Peak memory ≈ one dask chunk per variable, plus dask's own task graph overhead. For a 10 GB chunked NetCDF with 100 MB chunks, you pay 100 MB of RAM per variable, not 10 GB.

Lazy reads

atlas.to_xarray(name) returns each variable dask-backed when it was stored with non-trivial chunking (chunk_shape != shape). The dask chunks tuple mirrors the on-disk chunk grid one-to-one, and each on-disk chunk becomes a single dask task. Full-shape arrays and 0-D scalars come back eager as numpy.

ds = xr.open_dataset("big.nc", chunks={"time": 100, "lat": -1, "lon": -1})
with atlas.Atlas.create("/tmp/store") as atlas:
    atlas.add_xr_dataset(ds, "big")

ds_back = atlas.Atlas.open("/tmp/store").to_xarray("big")
type(ds_back["temperature"].data)        # -> dask.array.Array
ds_back["temperature"][0:100].compute()  # reads exactly one chunk

.compute() materialises the requested slice. Use xarray's normal operators (isel, sel, mean, map_blocks, …) to operate lazily.

Scheduler restrictions

The dask graph captures the DatasetView directly, so dask's default threaded scheduler works out of the box. Distributed and multiprocessing schedulers aren't supported in this release — the DatasetView isn't picklable across process boundaries.

# Works
ds_back["temperature"][0:100].compute(scheduler="threads")

# Does NOT work — DatasetView is not picklable
ds_back["temperature"][0:100].compute(scheduler="processes")
ds_back["temperature"][0:100].compute(scheduler=Client(...))   # dask.distributed

If you need cross-process parallelism, either:

Materialise first — .compute() (on the threaded scheduler) and hand off numpy arrays to your workers.
Use the bulk-read APIs — Atlas.read_array_across_stacked and DatasetView.read_arrays are PyO3 calls into Rust that return eager numpy arrays, with parallelism handled internally by the tokio runtime. See Bulk reads.

When chunking is worth it

Storage shape	Result
`chunk_shape == shape` (default)	Whole array stored as one block. Reads are eager numpy. Slice reads decompress the full array.
`chunk_shape != shape`	One block per chunk. Reads come back as dask arrays. Slice reads decompress only the touching chunks.

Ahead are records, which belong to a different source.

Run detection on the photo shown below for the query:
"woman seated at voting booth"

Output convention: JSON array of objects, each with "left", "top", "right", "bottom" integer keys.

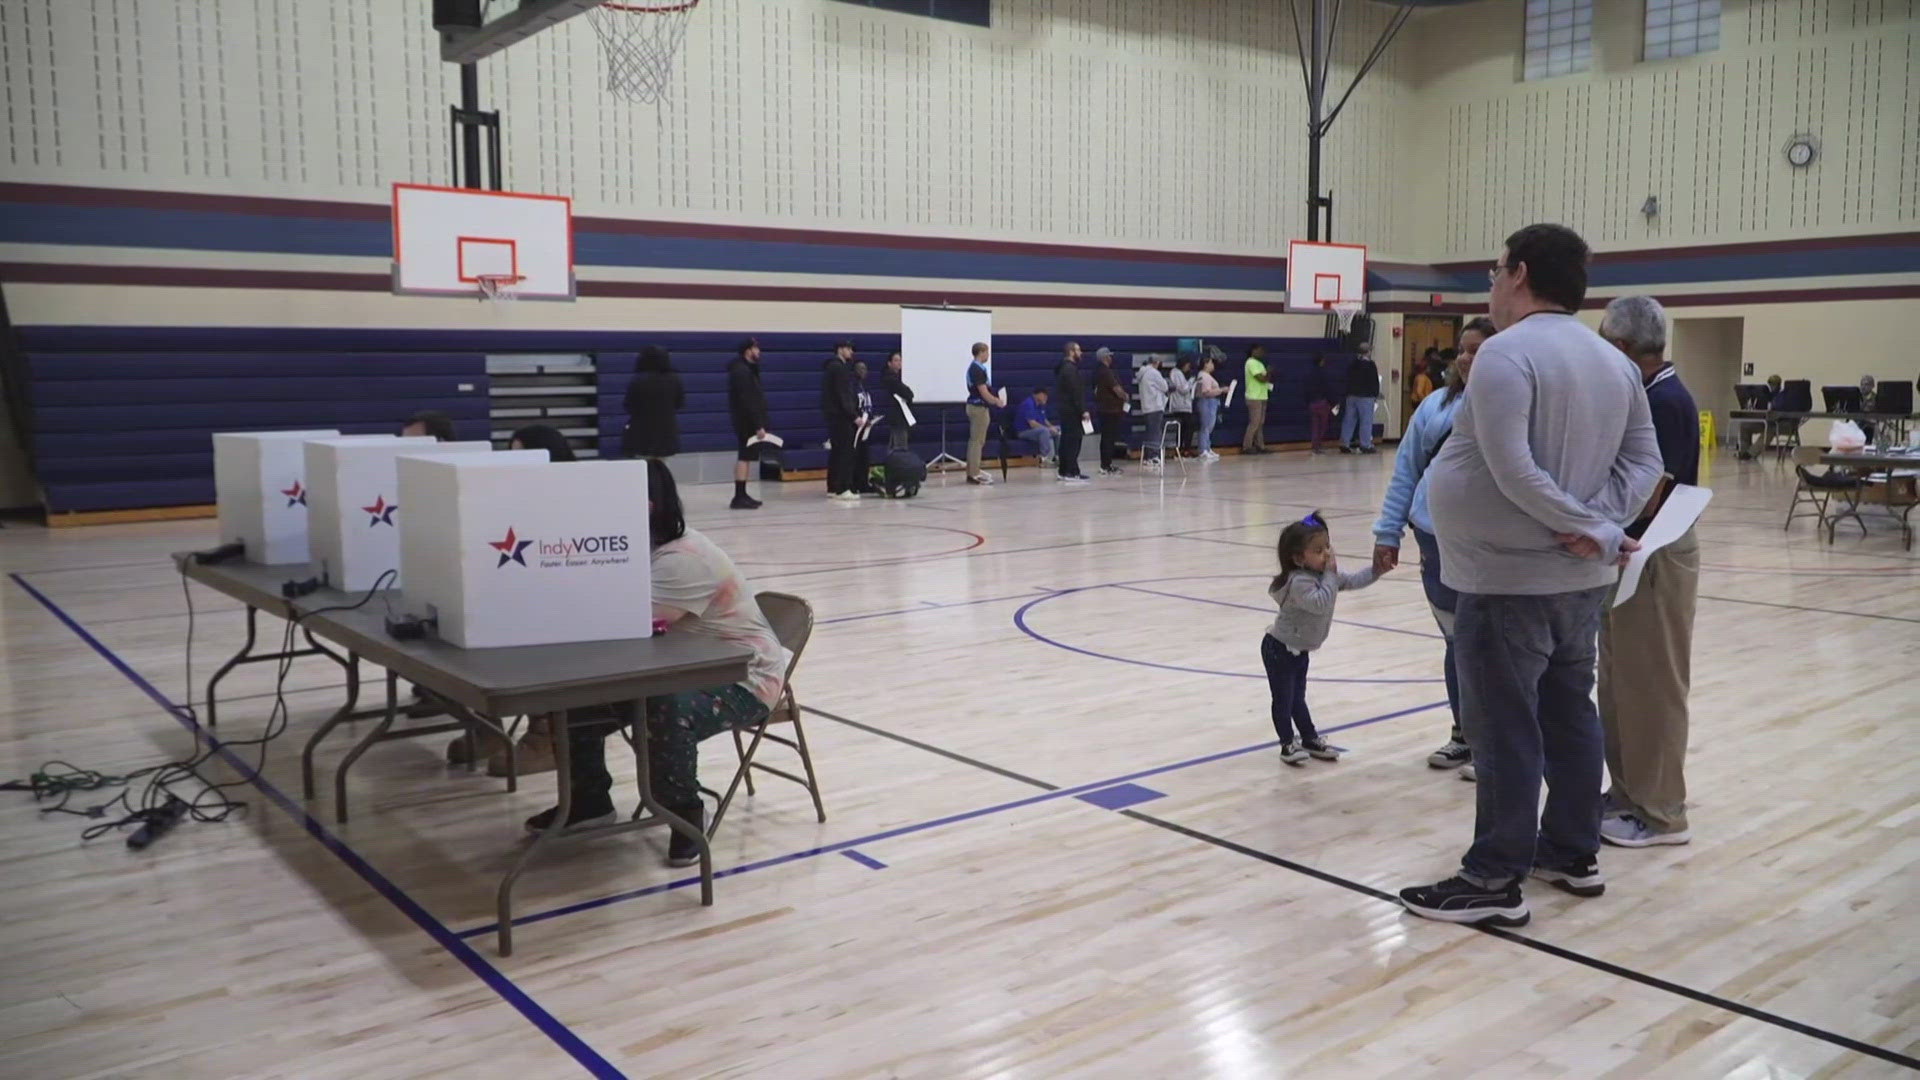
[{"left": 524, "top": 459, "right": 792, "bottom": 866}]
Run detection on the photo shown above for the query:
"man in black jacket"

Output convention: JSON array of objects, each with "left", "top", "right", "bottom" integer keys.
[
  {"left": 1053, "top": 341, "right": 1090, "bottom": 482},
  {"left": 726, "top": 337, "right": 770, "bottom": 509},
  {"left": 882, "top": 350, "right": 915, "bottom": 452},
  {"left": 1341, "top": 342, "right": 1382, "bottom": 454},
  {"left": 821, "top": 340, "right": 862, "bottom": 501}
]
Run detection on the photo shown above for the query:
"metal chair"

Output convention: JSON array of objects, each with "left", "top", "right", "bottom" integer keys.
[
  {"left": 1155, "top": 419, "right": 1187, "bottom": 474},
  {"left": 706, "top": 591, "right": 825, "bottom": 839},
  {"left": 1785, "top": 446, "right": 1865, "bottom": 542}
]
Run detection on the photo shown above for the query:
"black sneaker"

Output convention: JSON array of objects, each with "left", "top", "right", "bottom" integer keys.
[
  {"left": 1301, "top": 737, "right": 1343, "bottom": 761},
  {"left": 729, "top": 493, "right": 762, "bottom": 510},
  {"left": 1427, "top": 739, "right": 1472, "bottom": 769},
  {"left": 1339, "top": 445, "right": 1355, "bottom": 454},
  {"left": 663, "top": 804, "right": 707, "bottom": 867},
  {"left": 1530, "top": 857, "right": 1605, "bottom": 898},
  {"left": 1399, "top": 875, "right": 1530, "bottom": 926},
  {"left": 1279, "top": 742, "right": 1308, "bottom": 766},
  {"left": 524, "top": 798, "right": 617, "bottom": 834}
]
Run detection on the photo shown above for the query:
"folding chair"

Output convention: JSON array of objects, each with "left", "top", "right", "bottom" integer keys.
[
  {"left": 1784, "top": 446, "right": 1865, "bottom": 543},
  {"left": 706, "top": 591, "right": 825, "bottom": 839},
  {"left": 1157, "top": 419, "right": 1188, "bottom": 474}
]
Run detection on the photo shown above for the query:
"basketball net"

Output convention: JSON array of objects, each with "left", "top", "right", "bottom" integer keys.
[
  {"left": 476, "top": 274, "right": 523, "bottom": 304},
  {"left": 1331, "top": 302, "right": 1364, "bottom": 335},
  {"left": 586, "top": 1, "right": 700, "bottom": 105}
]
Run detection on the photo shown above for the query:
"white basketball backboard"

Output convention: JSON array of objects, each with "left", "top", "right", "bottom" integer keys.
[
  {"left": 392, "top": 183, "right": 575, "bottom": 300},
  {"left": 1286, "top": 240, "right": 1368, "bottom": 313}
]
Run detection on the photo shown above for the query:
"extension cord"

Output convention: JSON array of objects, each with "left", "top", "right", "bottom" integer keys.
[
  {"left": 127, "top": 796, "right": 190, "bottom": 850},
  {"left": 281, "top": 577, "right": 322, "bottom": 598}
]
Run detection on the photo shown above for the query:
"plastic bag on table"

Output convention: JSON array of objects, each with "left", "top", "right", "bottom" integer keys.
[{"left": 1829, "top": 419, "right": 1867, "bottom": 452}]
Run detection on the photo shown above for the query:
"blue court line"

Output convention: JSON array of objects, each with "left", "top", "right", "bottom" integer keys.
[
  {"left": 816, "top": 589, "right": 1055, "bottom": 626},
  {"left": 1108, "top": 583, "right": 1445, "bottom": 641},
  {"left": 7, "top": 573, "right": 629, "bottom": 1080},
  {"left": 452, "top": 698, "right": 1447, "bottom": 939},
  {"left": 841, "top": 850, "right": 888, "bottom": 871}
]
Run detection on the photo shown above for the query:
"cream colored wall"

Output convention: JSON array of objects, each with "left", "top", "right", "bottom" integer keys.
[{"left": 1404, "top": 0, "right": 1920, "bottom": 260}]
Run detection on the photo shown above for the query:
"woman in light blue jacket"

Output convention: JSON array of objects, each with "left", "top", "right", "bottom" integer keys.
[{"left": 1371, "top": 316, "right": 1494, "bottom": 775}]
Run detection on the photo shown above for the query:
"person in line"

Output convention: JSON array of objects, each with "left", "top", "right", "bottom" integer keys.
[
  {"left": 1168, "top": 356, "right": 1196, "bottom": 457},
  {"left": 1264, "top": 512, "right": 1385, "bottom": 766},
  {"left": 821, "top": 340, "right": 862, "bottom": 502},
  {"left": 1400, "top": 223, "right": 1663, "bottom": 928},
  {"left": 1241, "top": 344, "right": 1272, "bottom": 455},
  {"left": 622, "top": 345, "right": 684, "bottom": 460},
  {"left": 1053, "top": 341, "right": 1090, "bottom": 483},
  {"left": 882, "top": 350, "right": 915, "bottom": 452},
  {"left": 1195, "top": 352, "right": 1227, "bottom": 462},
  {"left": 1137, "top": 357, "right": 1170, "bottom": 471},
  {"left": 1014, "top": 388, "right": 1059, "bottom": 464},
  {"left": 1596, "top": 295, "right": 1701, "bottom": 848},
  {"left": 964, "top": 342, "right": 1005, "bottom": 486},
  {"left": 1736, "top": 373, "right": 1786, "bottom": 460},
  {"left": 1304, "top": 354, "right": 1339, "bottom": 455},
  {"left": 1372, "top": 316, "right": 1496, "bottom": 776},
  {"left": 726, "top": 337, "right": 770, "bottom": 510},
  {"left": 851, "top": 359, "right": 878, "bottom": 493},
  {"left": 525, "top": 460, "right": 792, "bottom": 867},
  {"left": 402, "top": 410, "right": 456, "bottom": 442},
  {"left": 1411, "top": 350, "right": 1438, "bottom": 406},
  {"left": 1093, "top": 347, "right": 1130, "bottom": 475},
  {"left": 1341, "top": 342, "right": 1382, "bottom": 454}
]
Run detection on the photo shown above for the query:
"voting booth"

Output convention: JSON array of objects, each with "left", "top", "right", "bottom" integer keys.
[
  {"left": 396, "top": 454, "right": 652, "bottom": 649},
  {"left": 305, "top": 437, "right": 493, "bottom": 592},
  {"left": 214, "top": 430, "right": 343, "bottom": 565}
]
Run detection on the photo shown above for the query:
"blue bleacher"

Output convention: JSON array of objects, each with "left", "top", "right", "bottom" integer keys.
[{"left": 16, "top": 328, "right": 1358, "bottom": 512}]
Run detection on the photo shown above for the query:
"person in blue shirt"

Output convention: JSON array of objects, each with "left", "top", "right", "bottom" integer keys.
[
  {"left": 1371, "top": 316, "right": 1496, "bottom": 775},
  {"left": 964, "top": 341, "right": 1005, "bottom": 485},
  {"left": 1013, "top": 388, "right": 1059, "bottom": 463}
]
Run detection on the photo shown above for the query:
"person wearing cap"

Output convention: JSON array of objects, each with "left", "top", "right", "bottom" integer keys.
[
  {"left": 726, "top": 337, "right": 770, "bottom": 509},
  {"left": 965, "top": 341, "right": 1005, "bottom": 485},
  {"left": 1093, "top": 347, "right": 1130, "bottom": 475},
  {"left": 822, "top": 340, "right": 862, "bottom": 501}
]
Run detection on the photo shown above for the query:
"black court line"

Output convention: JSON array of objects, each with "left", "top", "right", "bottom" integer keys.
[{"left": 804, "top": 708, "right": 1920, "bottom": 1070}]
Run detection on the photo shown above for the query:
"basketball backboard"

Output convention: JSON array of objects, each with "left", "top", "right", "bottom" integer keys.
[
  {"left": 391, "top": 183, "right": 575, "bottom": 301},
  {"left": 1286, "top": 240, "right": 1367, "bottom": 314}
]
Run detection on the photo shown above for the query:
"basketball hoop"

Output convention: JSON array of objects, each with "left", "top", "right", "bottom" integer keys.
[
  {"left": 586, "top": 1, "right": 700, "bottom": 105},
  {"left": 1330, "top": 302, "right": 1364, "bottom": 335},
  {"left": 475, "top": 274, "right": 524, "bottom": 304}
]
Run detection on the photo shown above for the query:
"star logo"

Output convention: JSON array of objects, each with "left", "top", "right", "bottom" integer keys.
[
  {"left": 281, "top": 480, "right": 307, "bottom": 507},
  {"left": 362, "top": 495, "right": 398, "bottom": 527},
  {"left": 488, "top": 527, "right": 532, "bottom": 567}
]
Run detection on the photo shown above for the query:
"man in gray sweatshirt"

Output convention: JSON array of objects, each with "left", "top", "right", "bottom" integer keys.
[{"left": 1399, "top": 223, "right": 1664, "bottom": 929}]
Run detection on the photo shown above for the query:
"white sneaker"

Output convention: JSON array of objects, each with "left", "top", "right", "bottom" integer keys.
[
  {"left": 1062, "top": 475, "right": 1090, "bottom": 485},
  {"left": 1201, "top": 451, "right": 1220, "bottom": 462},
  {"left": 968, "top": 472, "right": 995, "bottom": 485},
  {"left": 1600, "top": 813, "right": 1690, "bottom": 847},
  {"left": 1459, "top": 763, "right": 1477, "bottom": 782}
]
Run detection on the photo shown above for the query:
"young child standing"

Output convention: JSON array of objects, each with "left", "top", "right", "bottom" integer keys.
[{"left": 1264, "top": 512, "right": 1385, "bottom": 765}]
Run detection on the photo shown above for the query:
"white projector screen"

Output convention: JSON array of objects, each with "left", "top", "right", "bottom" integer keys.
[{"left": 901, "top": 306, "right": 994, "bottom": 405}]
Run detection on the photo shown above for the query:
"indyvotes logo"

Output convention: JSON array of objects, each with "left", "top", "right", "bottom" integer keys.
[
  {"left": 362, "top": 495, "right": 398, "bottom": 527},
  {"left": 281, "top": 480, "right": 307, "bottom": 507},
  {"left": 485, "top": 527, "right": 631, "bottom": 569}
]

For small per-dataset shapes (e.g. the profile benchmark case — (50, 168) per variable) chunking adds more overhead than it saves; keep the default single-chunk layout. For large per-dataset shapes (e.g. the gridded case — (100, 100, 48)), chunking is what unlocks the decompression-only-what-you-touch behaviour. See Benchmarks for the actual numbers.